Dalam bidang militer, ia tidak begitu manaruh perhatian untuk membangun kekuatan angkatan perang. Ia lebih mengutamakan kemakmuran kehidupan masyarakat. Karena itulah, ia memerintahkan Maslamah untuk menghentikan pengepungan Konstantinopel dan penyerbuan ke Asia Kecil.
Dalam bidang ekonomi, ia membuat kebijakan yang bisa melindungi rakyat kacil. Pada masa pemerintahannya, orang-orang kaya membayar zakat sehingga kemakmuran benar-benar merata. Konon, saat itu sangat sulit untuk menemukan para penerima zakat lantaran kemakmuran begitu merata di seluruh negeri.
Dalam melaksanakan setiap kebijakan, ia selalu berada yang terdepan. Sebelum menyuruh orang lain berlaku hidup sederhana, ia lebih dahulu hidup sederhana. Sebelum menjadi khalifah, Umar biasa mengenakan pakaian yang bagus. Namun setelah menjabat sebagaiu khalifah, keadaannya justru terbalik. Ia menolak berbagai fasilitas kerajaan. Bahkan harta milik peribadinya dijual dan uangnya dimasukkan ke Baitul Mal.
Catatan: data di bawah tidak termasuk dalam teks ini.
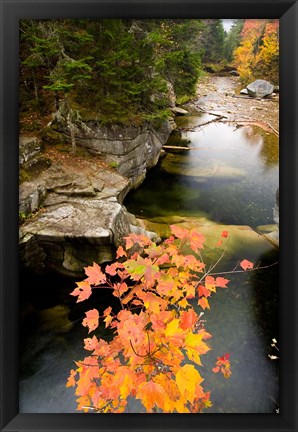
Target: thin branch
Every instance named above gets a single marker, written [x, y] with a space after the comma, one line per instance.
[139, 355]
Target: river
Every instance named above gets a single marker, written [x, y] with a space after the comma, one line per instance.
[228, 180]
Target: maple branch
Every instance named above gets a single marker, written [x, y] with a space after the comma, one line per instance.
[244, 271]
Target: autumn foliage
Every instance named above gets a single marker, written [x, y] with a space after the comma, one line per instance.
[158, 340]
[258, 53]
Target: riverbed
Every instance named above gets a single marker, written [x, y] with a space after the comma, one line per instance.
[226, 181]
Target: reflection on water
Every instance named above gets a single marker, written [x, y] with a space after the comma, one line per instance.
[230, 177]
[231, 180]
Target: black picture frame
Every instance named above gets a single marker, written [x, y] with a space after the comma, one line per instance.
[11, 12]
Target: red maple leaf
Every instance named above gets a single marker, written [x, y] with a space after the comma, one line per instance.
[245, 264]
[91, 320]
[95, 275]
[83, 291]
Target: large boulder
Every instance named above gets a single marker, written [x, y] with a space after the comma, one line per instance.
[260, 88]
[132, 149]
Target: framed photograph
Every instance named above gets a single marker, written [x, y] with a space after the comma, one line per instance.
[149, 151]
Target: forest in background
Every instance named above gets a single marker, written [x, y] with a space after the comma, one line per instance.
[125, 71]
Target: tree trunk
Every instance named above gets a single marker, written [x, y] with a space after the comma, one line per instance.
[72, 133]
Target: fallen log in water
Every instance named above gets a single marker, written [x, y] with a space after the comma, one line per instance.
[184, 148]
[264, 125]
[219, 118]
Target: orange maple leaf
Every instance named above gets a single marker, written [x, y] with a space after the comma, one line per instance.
[221, 282]
[203, 291]
[245, 264]
[188, 319]
[203, 302]
[95, 275]
[120, 252]
[91, 320]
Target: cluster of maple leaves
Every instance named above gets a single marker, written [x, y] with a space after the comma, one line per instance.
[158, 338]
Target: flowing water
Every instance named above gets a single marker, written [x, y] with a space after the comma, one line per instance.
[230, 178]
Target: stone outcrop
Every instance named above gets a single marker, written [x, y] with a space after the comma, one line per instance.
[133, 150]
[82, 218]
[260, 88]
[29, 147]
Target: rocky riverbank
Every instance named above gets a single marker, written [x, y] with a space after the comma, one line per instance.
[72, 205]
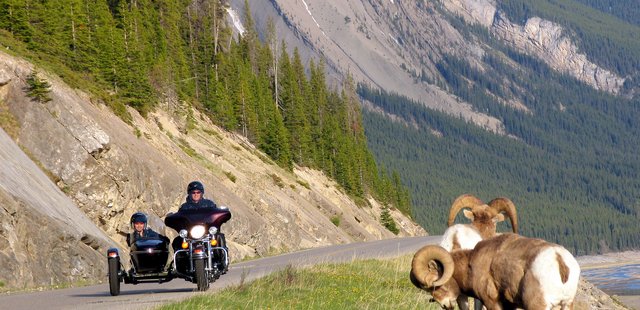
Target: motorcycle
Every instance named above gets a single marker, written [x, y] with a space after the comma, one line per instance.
[200, 253]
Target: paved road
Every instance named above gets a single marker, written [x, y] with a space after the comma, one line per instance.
[150, 294]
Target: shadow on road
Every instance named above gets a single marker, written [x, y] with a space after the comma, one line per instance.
[137, 292]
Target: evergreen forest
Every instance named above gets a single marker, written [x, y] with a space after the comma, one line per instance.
[136, 52]
[569, 162]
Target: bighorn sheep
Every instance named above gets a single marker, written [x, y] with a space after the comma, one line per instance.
[505, 272]
[484, 218]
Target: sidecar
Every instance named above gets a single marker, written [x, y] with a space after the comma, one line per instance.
[148, 258]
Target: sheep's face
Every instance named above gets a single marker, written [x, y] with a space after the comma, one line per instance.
[484, 219]
[446, 295]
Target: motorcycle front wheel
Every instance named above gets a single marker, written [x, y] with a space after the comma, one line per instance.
[201, 276]
[114, 277]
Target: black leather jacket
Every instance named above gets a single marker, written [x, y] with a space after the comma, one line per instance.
[192, 205]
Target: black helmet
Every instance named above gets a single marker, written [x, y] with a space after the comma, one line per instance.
[195, 185]
[139, 217]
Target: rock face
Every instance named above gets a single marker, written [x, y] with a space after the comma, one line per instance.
[398, 45]
[541, 38]
[100, 170]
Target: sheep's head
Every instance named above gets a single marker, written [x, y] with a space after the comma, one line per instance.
[484, 217]
[432, 269]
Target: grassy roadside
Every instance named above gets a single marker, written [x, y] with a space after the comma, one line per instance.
[368, 284]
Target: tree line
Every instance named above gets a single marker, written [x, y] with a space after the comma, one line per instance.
[132, 53]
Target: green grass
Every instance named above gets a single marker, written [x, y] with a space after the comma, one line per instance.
[369, 284]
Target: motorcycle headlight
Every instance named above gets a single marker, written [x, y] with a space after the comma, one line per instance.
[183, 233]
[197, 232]
[213, 230]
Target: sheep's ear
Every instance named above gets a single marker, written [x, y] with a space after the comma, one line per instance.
[433, 266]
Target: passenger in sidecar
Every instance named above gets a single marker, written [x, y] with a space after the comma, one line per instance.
[149, 252]
[149, 249]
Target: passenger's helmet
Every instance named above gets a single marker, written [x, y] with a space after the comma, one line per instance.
[195, 185]
[139, 217]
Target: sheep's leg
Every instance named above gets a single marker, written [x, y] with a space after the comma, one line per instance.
[463, 302]
[477, 304]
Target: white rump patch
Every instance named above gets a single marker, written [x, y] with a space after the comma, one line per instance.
[466, 236]
[546, 269]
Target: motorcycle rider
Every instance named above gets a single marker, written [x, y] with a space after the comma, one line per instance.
[140, 230]
[195, 200]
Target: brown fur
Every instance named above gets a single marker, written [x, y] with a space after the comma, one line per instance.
[496, 272]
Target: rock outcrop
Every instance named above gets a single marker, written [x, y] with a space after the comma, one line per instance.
[541, 38]
[100, 170]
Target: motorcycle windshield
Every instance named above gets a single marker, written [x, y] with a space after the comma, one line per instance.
[204, 216]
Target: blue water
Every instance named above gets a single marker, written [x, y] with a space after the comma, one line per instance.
[619, 280]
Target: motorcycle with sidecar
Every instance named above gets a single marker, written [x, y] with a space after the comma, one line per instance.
[200, 253]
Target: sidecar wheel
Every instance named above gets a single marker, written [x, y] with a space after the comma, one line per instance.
[114, 278]
[201, 276]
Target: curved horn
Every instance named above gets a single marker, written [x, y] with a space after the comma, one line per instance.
[463, 201]
[422, 274]
[502, 204]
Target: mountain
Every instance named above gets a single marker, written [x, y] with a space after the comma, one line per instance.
[532, 100]
[98, 121]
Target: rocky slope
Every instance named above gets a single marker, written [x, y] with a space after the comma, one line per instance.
[396, 45]
[100, 170]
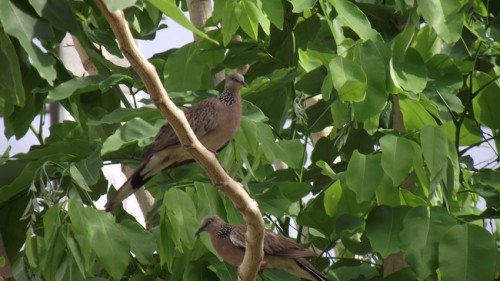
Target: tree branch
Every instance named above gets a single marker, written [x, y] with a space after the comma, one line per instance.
[207, 160]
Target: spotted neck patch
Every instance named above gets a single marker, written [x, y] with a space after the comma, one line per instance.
[224, 231]
[227, 98]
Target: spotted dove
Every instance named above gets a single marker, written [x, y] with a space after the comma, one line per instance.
[279, 252]
[214, 122]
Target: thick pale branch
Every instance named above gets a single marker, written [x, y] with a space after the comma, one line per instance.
[243, 202]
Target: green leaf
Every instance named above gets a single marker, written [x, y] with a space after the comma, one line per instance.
[275, 12]
[314, 216]
[447, 18]
[252, 112]
[415, 116]
[249, 18]
[209, 200]
[300, 6]
[423, 228]
[333, 194]
[364, 174]
[372, 59]
[134, 131]
[435, 151]
[427, 43]
[98, 230]
[180, 211]
[25, 28]
[142, 242]
[294, 191]
[444, 76]
[487, 177]
[348, 78]
[55, 246]
[11, 84]
[352, 17]
[170, 9]
[125, 114]
[114, 5]
[232, 12]
[397, 158]
[58, 13]
[383, 227]
[409, 72]
[191, 72]
[270, 199]
[484, 103]
[80, 85]
[468, 253]
[90, 167]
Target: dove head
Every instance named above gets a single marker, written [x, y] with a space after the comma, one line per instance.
[235, 81]
[209, 224]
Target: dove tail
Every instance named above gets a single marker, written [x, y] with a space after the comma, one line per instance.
[305, 265]
[132, 184]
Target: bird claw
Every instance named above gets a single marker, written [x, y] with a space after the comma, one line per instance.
[262, 266]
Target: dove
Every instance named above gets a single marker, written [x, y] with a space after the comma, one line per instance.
[214, 122]
[279, 252]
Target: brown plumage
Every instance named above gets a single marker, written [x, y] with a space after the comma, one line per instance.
[214, 122]
[279, 252]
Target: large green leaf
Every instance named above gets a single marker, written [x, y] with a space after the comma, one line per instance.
[372, 58]
[113, 6]
[447, 18]
[383, 227]
[170, 9]
[444, 75]
[409, 72]
[142, 242]
[423, 228]
[397, 158]
[352, 17]
[468, 253]
[435, 151]
[98, 230]
[191, 72]
[25, 27]
[182, 222]
[348, 78]
[275, 12]
[57, 13]
[484, 103]
[364, 174]
[134, 131]
[415, 116]
[80, 85]
[11, 86]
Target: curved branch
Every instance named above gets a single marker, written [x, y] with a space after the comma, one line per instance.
[207, 160]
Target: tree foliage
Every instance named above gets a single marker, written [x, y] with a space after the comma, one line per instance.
[409, 88]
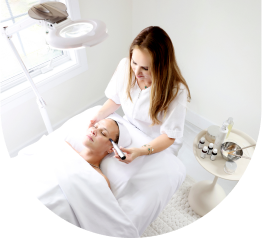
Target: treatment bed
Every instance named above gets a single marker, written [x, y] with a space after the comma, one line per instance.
[69, 187]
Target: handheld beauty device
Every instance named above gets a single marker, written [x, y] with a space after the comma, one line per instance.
[119, 152]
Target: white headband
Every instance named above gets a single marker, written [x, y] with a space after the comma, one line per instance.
[124, 136]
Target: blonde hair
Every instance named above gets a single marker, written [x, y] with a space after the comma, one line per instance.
[166, 75]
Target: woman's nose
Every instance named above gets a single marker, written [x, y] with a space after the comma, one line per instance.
[137, 70]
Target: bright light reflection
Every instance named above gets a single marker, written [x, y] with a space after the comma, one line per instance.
[76, 30]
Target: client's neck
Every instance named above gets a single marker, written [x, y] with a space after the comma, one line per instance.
[92, 157]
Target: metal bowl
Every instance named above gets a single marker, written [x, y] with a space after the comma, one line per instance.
[229, 146]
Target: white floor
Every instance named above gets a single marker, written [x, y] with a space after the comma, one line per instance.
[194, 169]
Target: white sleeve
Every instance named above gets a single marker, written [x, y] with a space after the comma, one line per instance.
[112, 89]
[173, 123]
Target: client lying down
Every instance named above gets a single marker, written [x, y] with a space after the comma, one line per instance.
[70, 184]
[97, 143]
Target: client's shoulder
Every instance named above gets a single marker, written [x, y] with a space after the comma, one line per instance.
[107, 180]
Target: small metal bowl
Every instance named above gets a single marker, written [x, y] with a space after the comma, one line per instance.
[231, 146]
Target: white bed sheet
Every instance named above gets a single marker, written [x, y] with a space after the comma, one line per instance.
[142, 188]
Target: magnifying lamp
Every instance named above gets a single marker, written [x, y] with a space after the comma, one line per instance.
[62, 32]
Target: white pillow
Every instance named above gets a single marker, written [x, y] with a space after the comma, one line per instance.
[75, 128]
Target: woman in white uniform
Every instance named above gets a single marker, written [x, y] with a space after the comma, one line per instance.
[152, 92]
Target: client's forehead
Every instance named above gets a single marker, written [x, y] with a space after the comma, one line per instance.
[110, 125]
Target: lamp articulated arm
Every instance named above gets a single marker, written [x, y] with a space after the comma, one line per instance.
[41, 103]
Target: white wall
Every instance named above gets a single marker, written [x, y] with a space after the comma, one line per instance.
[218, 46]
[23, 124]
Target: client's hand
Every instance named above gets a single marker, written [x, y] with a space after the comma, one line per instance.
[130, 153]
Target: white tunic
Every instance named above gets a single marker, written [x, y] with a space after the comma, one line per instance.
[136, 112]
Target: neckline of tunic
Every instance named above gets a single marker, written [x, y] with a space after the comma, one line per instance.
[139, 87]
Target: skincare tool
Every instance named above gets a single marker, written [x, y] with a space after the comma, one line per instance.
[230, 125]
[242, 156]
[213, 155]
[119, 152]
[230, 167]
[204, 152]
[211, 133]
[210, 148]
[201, 143]
[221, 135]
[232, 152]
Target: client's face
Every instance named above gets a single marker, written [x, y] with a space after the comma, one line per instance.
[97, 136]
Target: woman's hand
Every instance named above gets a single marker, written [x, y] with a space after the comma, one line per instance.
[130, 153]
[92, 122]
Salah satu buktinya adalah Umar tidak mau menggunakan fasiltas Negara, seperti kejadian dengan putranya. suatu malam ketika ia sedang berada di kantor untuk urusan Negara, putranya datang. Begitu ia tahu bahwa putranya ingin membicarakan masalah keluarga, Umar memadamkan lampu yang ia gunakan. Akhirnya keduanya berbincang-bincang dalam kegelapan.
Ketika tindakannya itu ditanyakan oleh putranya, dengan mantap Umar menjawab bahwa mereka sedang membicarakan masalah keluarga, sedangkan lampu yang mereka gunakan adalah milik negara.
Karena kebijakan dan keadilannya itulah, Umar bin Abdul Aziz dikenal sebagai Khulafaur Rasyidin yang kelima atau Umar kedua setelah Umar bin Khattab.